Rituals confirms data breach: Customer membership records compromised

Dutch cosmetics giant Rituals has confirmed a Rituals data breach that exposed personal details of its loyalty program members. The company revealed the incident in an email sent to affected customers, which TechCrunch reviewed and verified. Hackers managed to steal a large volume of data from the company’s membership database, raising concerns about privacy and security for millions of users.

What data was stolen in the Rituals data breach?

The stolen records include a range of personal identifiers: full name, date of birth, gender, postal address, email address, phone number, preferred store, and account type. Rituals spokesperson Eline van Malssen confirmed that the breach affected customers across Europe and the United Kingdom. However, TechCrunch learned that some U.S. customers also received notifications, indicating a broader impact than initially stated.

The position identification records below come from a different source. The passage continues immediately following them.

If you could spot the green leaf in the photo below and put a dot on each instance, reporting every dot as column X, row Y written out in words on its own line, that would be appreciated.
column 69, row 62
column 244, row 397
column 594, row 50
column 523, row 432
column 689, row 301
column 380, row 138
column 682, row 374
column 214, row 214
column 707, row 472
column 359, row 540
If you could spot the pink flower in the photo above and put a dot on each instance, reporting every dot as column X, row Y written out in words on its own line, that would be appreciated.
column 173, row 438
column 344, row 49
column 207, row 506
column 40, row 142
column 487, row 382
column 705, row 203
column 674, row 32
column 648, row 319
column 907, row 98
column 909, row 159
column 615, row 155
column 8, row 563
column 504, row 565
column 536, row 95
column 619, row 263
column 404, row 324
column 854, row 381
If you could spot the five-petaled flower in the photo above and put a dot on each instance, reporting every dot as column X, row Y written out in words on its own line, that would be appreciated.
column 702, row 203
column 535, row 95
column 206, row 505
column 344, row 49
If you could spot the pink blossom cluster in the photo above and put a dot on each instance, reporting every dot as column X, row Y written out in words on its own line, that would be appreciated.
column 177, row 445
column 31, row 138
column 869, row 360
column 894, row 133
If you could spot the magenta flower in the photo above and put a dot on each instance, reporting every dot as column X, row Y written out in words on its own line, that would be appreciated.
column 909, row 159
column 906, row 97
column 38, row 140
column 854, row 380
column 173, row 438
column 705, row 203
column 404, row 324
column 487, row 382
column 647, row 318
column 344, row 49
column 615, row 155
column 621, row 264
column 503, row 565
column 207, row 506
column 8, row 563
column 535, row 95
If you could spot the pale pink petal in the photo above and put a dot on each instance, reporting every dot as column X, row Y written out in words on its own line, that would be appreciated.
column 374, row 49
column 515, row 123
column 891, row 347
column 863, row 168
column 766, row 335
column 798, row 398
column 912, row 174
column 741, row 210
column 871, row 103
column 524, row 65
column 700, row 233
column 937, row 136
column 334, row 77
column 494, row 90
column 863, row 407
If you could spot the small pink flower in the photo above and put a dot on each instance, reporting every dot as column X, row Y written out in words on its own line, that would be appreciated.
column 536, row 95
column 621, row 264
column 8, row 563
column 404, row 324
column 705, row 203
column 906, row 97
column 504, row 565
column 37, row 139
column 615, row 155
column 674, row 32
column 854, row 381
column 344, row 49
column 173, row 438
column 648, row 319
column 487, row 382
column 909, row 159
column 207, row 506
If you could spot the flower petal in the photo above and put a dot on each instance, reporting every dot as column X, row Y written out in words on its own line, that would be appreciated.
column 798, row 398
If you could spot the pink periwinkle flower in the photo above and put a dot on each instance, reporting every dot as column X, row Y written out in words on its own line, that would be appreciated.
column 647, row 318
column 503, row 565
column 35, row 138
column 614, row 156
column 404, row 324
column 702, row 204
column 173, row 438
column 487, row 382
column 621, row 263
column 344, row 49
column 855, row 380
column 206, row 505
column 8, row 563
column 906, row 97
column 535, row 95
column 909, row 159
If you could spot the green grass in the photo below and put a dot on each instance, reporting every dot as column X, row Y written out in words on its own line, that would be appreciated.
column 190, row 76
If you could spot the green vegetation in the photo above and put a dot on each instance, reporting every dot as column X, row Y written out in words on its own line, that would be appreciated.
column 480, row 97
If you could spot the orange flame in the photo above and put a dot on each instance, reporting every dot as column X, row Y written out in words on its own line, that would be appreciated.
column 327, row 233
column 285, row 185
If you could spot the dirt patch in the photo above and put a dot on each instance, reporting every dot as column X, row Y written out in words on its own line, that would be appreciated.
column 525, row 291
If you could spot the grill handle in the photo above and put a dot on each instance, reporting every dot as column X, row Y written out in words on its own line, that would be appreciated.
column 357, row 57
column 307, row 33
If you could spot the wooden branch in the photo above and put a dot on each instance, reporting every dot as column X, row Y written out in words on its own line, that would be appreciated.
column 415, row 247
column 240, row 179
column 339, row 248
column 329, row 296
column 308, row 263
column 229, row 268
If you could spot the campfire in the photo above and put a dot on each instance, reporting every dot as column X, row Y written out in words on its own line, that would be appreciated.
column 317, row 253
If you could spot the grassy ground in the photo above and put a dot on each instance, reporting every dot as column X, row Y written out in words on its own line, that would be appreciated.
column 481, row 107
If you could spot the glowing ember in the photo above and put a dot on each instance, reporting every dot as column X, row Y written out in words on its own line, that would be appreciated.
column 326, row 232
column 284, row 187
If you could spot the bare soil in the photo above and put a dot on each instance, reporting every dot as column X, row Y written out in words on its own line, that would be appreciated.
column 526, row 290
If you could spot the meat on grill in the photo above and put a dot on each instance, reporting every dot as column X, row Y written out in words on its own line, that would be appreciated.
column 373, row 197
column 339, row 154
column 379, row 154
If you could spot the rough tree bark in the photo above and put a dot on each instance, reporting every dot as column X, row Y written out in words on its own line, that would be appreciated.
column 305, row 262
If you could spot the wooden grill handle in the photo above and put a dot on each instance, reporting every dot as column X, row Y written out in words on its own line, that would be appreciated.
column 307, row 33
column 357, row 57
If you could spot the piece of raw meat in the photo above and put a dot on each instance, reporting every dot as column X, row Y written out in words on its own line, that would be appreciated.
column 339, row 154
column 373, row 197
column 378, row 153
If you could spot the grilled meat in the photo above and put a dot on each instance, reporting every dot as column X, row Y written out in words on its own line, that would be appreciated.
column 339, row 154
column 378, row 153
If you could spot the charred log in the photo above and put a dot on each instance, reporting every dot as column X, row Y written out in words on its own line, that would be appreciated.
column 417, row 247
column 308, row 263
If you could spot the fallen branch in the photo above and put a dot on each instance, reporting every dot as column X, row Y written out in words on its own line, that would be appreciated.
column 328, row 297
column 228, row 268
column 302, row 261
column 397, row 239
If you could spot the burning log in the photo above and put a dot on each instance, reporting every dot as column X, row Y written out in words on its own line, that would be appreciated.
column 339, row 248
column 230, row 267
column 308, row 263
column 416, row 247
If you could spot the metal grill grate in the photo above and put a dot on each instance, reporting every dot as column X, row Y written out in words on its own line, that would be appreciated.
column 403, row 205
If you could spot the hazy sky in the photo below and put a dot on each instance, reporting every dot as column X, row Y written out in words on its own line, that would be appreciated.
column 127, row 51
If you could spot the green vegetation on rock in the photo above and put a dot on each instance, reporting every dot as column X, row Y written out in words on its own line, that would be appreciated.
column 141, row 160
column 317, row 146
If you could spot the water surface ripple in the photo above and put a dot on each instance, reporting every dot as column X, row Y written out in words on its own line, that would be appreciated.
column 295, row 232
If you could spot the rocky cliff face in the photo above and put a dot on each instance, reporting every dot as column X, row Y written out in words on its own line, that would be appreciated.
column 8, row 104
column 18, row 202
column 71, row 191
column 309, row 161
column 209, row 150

This incident is part of a worrying trend. Over the past year, several major retailers have suffered similar intrusions. For example, UK grocery chain Co-op and clothing retailer Marks & Spencer both reported customer data theft. Cybercriminals often target membership databases because they contain valuable personal information that can be used for identity theft, phishing, or extortion.

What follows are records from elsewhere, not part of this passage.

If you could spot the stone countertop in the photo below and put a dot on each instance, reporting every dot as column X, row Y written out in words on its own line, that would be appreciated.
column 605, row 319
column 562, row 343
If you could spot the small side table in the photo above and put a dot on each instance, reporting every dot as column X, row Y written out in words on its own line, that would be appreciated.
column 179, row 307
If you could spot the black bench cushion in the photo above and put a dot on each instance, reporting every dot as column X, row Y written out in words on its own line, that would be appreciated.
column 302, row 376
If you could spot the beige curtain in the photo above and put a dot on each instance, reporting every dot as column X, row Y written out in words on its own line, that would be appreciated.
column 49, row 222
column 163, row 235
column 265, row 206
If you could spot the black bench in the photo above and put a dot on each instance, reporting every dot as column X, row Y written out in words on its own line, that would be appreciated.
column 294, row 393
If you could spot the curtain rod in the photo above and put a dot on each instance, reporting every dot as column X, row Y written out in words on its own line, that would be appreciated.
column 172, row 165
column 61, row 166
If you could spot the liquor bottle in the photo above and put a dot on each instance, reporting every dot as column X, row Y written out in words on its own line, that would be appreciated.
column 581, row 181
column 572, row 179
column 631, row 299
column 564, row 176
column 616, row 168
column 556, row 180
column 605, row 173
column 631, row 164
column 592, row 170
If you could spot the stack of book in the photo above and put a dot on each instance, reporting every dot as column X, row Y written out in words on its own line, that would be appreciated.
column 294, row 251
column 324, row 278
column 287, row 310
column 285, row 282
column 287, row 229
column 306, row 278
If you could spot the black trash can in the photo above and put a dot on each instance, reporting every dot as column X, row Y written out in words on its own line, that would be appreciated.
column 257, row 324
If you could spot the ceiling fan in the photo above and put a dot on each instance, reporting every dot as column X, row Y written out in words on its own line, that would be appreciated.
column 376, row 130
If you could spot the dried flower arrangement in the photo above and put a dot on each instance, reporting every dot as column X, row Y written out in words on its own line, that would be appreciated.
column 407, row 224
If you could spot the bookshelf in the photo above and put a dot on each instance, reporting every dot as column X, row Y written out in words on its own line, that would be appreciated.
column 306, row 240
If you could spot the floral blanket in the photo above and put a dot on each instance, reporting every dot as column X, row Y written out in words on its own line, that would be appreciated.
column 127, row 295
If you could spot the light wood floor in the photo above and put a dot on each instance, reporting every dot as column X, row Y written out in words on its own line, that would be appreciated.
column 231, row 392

How did the Rituals cyberattack happen?

Rituals stated that it identified an “unauthorized download” of member data in April. The company did not disclose the exact method used by the attackers, nor did it provide a precise timeline. When asked about ransom demands or communication from the hackers, the spokesperson declined to comment, citing “security reasons.” This lack of transparency has frustrated some customers, who are demanding more details about the breach and how the company plans to prevent future incidents.

Building on this, cybersecurity experts emphasize that prompt disclosure is critical. Companies that delay or withhold information risk losing customer trust. For instance, a ransomware attack on a retail chain can lead to reputational damage and regulatory fines. Rituals has not yet confirmed whether it received a ransom note or if the stolen data has been published online.

Who is affected by the Rituals data leak?

According to Rituals’ website, its membership program boasts over 41 million customers. The company generated €2.4 billion ($2.8 billion) in revenue in 2025, making it a significant player in the global cosmetics market. The breach affects members in Europe, the UK, and the US, though the exact number of impacted individuals remains unclear.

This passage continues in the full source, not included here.